Está prestes a deixar a comarca da Louzã o malfadado Alfredo pinto da Motta, que durante o tempo em que tem sido juiz nesta terra tem desrespeitado a justiça para servir os interesses facciosos dum grupo de politiqueiros, cuja influencia e prestigio se sente desfallecer com a proxima ausencia daquelle magistrado.
O Ridiculo
“... como um fio maduro
Um cão tinhoso, nojento,
Que vae buscar o alimento
As podridões do monturo.”
G. Junqueiro - “A Morte de D. João”
Reduzido á mizeravel condicção de aventureiro, sem prestigio e sem a confiança dos seus administrados, antevendo deante da sua imaginação visionaria só p pallido phantasma da perseguição e da vingança, sentiu-se lentamente resvalar para um profundo abysmo de descredito e de immoralidade, que á semelhança do supplicio de Tantalo, jámais logrará rehabilitar-se.

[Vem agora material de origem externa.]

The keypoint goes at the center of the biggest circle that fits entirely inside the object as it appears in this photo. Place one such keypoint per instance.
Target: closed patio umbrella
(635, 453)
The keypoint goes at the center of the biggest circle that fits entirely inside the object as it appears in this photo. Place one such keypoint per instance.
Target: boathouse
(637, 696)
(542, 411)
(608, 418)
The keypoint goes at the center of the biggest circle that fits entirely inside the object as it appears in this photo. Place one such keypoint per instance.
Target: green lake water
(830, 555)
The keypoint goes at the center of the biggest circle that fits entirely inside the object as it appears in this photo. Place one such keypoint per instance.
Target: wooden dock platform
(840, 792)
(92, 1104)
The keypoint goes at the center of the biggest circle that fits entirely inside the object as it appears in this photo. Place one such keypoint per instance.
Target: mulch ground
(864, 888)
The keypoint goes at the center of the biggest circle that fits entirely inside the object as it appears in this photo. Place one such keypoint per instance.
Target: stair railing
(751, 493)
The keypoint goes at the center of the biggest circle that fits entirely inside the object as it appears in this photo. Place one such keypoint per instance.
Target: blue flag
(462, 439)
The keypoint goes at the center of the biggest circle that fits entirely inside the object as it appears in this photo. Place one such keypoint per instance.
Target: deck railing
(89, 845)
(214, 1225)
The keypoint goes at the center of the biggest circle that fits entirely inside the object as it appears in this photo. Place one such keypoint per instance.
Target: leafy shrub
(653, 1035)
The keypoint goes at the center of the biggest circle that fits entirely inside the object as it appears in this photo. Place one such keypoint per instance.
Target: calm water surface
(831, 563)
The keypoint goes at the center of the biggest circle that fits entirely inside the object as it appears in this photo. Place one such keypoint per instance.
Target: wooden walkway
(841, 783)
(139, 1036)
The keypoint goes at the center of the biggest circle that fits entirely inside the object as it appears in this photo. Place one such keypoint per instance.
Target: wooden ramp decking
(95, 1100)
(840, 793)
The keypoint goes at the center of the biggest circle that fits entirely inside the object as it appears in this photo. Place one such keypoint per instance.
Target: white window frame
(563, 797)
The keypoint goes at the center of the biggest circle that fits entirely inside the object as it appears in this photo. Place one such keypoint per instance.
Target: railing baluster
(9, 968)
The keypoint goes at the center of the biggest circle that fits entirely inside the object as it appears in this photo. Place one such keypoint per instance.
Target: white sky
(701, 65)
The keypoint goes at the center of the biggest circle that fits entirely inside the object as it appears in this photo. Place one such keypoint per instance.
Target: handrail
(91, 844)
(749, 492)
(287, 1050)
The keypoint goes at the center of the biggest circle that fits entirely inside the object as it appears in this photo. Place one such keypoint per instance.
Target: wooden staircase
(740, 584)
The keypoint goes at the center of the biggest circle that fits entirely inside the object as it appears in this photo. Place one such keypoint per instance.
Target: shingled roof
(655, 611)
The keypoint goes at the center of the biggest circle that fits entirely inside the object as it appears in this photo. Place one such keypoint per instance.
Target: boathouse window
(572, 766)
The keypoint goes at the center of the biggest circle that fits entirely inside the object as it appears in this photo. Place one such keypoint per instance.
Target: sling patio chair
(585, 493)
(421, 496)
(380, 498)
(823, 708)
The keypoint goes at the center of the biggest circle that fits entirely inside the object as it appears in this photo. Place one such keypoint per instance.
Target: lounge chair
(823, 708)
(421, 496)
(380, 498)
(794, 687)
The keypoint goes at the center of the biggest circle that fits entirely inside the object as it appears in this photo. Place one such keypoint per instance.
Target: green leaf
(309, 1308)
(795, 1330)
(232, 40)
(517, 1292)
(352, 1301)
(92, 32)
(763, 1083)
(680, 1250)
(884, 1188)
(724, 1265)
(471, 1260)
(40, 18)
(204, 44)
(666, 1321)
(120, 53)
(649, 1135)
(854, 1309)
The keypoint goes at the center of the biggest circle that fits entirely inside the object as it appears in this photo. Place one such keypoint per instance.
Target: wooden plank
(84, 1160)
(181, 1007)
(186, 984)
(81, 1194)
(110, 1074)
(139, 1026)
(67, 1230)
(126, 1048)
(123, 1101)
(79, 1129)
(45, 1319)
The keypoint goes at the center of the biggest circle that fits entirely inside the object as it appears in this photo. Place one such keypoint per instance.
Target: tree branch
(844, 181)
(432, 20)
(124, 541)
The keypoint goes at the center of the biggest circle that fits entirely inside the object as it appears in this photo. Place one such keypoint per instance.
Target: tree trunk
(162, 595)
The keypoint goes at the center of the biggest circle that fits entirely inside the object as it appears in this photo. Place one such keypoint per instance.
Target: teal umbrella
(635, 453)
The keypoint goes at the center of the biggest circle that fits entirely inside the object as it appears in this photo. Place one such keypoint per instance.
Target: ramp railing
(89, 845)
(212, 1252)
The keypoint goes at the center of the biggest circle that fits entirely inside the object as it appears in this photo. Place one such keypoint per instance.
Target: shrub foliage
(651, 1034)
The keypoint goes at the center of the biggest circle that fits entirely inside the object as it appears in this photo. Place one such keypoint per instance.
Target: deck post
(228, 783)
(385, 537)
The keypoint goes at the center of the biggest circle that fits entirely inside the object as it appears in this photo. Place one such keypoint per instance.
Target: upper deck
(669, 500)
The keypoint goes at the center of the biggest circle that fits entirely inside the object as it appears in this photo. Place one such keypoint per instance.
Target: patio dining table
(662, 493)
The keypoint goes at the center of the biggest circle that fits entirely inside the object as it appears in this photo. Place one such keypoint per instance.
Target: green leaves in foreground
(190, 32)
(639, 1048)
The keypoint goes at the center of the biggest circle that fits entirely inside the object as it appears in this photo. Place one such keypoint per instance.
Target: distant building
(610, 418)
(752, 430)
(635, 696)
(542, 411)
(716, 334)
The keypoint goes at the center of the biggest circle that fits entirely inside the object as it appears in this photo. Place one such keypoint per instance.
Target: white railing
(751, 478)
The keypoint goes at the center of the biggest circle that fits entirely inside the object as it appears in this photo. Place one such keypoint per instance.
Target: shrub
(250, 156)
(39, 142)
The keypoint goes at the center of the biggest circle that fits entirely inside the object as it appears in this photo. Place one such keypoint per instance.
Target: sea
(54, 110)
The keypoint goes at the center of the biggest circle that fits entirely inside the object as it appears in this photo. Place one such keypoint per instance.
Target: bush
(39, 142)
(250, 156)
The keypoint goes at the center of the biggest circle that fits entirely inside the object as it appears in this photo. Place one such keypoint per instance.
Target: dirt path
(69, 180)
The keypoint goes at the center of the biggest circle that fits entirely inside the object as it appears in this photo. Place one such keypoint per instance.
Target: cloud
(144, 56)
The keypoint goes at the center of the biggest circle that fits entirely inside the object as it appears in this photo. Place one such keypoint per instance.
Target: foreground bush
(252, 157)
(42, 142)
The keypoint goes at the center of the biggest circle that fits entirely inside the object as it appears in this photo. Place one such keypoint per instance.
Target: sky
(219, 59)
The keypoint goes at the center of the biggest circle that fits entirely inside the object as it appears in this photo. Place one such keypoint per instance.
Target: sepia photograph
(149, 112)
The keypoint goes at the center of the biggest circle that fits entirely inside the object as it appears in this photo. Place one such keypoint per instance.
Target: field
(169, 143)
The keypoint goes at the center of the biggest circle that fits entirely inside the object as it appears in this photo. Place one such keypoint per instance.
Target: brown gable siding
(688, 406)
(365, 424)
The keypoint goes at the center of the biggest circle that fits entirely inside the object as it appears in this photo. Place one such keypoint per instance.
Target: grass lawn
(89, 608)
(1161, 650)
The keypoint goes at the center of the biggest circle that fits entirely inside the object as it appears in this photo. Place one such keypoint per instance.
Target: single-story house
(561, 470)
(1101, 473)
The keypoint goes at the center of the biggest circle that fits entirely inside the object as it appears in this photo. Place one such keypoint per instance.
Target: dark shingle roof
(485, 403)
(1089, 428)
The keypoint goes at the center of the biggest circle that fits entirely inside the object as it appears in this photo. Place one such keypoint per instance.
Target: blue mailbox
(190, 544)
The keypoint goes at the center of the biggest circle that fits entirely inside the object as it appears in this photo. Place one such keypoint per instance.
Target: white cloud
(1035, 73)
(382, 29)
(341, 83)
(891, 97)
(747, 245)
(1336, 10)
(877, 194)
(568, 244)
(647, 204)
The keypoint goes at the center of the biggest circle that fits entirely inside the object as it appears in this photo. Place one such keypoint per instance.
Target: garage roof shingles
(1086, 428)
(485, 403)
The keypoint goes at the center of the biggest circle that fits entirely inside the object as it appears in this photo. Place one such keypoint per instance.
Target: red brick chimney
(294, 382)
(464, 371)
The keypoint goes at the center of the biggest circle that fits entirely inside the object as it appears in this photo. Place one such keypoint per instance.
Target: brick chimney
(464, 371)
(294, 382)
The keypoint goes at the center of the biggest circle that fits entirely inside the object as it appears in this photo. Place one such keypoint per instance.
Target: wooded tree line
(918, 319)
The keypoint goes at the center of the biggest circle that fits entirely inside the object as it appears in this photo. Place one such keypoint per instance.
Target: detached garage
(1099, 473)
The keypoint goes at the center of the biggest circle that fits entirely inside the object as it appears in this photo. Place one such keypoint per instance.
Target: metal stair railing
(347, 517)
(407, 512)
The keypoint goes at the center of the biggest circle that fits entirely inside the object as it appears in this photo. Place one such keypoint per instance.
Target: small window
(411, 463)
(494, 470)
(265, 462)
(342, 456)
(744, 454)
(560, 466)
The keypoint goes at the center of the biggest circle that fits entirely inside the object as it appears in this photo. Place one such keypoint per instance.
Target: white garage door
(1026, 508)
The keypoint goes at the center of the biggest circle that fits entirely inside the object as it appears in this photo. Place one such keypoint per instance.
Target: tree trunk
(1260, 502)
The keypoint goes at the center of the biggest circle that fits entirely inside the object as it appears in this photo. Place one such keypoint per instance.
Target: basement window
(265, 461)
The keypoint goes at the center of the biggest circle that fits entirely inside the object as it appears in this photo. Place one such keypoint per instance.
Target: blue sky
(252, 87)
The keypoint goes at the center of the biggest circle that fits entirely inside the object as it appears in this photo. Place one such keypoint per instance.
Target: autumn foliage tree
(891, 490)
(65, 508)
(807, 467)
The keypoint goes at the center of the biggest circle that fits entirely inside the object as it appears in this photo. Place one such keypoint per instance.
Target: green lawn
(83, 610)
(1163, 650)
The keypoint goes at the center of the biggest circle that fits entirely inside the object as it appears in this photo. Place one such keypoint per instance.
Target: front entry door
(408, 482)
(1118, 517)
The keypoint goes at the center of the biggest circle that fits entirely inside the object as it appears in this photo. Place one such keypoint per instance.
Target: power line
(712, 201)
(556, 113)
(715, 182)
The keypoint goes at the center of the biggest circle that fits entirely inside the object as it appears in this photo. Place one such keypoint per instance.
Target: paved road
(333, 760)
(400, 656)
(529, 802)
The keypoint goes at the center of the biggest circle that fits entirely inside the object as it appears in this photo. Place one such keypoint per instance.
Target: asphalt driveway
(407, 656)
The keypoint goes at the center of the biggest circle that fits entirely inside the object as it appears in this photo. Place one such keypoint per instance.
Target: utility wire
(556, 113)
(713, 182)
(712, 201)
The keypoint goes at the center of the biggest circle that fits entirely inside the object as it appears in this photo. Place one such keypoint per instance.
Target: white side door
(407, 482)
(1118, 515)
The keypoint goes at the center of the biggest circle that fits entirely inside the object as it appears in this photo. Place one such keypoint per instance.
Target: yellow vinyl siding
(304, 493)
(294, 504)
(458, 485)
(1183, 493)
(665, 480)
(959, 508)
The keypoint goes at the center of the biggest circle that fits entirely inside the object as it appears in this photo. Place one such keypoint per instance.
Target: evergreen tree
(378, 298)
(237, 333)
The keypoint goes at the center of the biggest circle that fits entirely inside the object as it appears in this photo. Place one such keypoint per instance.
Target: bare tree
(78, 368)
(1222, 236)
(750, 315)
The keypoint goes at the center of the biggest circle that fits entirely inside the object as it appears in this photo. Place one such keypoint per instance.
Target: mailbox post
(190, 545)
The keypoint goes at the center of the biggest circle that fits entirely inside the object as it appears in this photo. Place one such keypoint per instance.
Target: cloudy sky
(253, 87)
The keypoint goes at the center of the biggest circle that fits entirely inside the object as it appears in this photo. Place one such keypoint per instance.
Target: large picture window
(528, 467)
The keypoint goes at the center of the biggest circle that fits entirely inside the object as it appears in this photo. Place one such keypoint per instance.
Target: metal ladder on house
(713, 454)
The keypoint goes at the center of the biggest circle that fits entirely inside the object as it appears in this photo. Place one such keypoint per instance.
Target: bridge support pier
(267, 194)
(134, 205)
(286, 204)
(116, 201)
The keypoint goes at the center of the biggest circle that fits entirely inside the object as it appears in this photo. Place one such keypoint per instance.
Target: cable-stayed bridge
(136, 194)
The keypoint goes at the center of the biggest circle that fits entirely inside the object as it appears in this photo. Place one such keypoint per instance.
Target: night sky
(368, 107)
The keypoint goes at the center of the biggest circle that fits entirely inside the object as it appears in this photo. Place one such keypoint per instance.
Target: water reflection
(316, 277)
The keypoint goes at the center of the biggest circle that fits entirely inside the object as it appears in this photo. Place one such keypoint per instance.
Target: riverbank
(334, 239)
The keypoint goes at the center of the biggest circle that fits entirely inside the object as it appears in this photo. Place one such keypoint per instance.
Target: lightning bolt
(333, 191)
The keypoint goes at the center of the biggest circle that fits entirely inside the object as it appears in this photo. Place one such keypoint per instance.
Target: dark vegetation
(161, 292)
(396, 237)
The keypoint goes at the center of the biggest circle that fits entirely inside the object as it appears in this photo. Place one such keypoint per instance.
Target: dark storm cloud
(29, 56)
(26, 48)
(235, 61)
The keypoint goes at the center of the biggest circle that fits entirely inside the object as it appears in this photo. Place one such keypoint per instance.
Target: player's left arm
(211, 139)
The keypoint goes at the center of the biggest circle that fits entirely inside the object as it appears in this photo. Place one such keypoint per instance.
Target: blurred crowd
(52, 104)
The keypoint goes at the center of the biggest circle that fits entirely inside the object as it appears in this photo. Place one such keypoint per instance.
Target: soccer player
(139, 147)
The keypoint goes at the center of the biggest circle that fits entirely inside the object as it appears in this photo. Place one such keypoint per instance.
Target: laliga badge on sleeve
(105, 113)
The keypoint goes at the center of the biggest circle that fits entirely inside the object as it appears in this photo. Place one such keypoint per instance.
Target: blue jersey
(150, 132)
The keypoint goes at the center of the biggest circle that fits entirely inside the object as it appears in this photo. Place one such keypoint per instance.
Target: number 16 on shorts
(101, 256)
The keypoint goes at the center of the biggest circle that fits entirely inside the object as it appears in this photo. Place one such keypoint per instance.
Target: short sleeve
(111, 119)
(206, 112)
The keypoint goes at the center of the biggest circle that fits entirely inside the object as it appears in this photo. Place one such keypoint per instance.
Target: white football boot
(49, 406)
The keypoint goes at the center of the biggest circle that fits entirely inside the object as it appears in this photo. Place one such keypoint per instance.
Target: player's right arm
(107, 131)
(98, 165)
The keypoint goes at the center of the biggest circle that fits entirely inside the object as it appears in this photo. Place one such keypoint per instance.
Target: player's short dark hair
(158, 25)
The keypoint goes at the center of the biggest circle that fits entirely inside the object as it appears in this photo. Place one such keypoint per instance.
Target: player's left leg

Procedendo desordenadamente, estimulado pela intriga reles dos sabujos com quem tem vivido, arrastou para a sua dignidade profissional um passado cheio de ignominia que jamais conseguirá desvanecer, e collocou numa situação desconfortavel os seus cory pheus.
Numa lucta desacertada e indigna, em que as vinganças systhematicas se succederam constantemente contra todos os progressistas da Louzã, não conseguiu o juiz Motta outra coisa mais que uma vasta atmosphera de ridiculo.
As suas victimas olham-no com despreso e dó, porque conhecem de sobra as suas manifestações amormaes, o seuestado pathologico.
Os indifferentes riem-se dos seus disparates, troçam-no, desprestigiam-no, como fazem os garotos aos saltimbancos.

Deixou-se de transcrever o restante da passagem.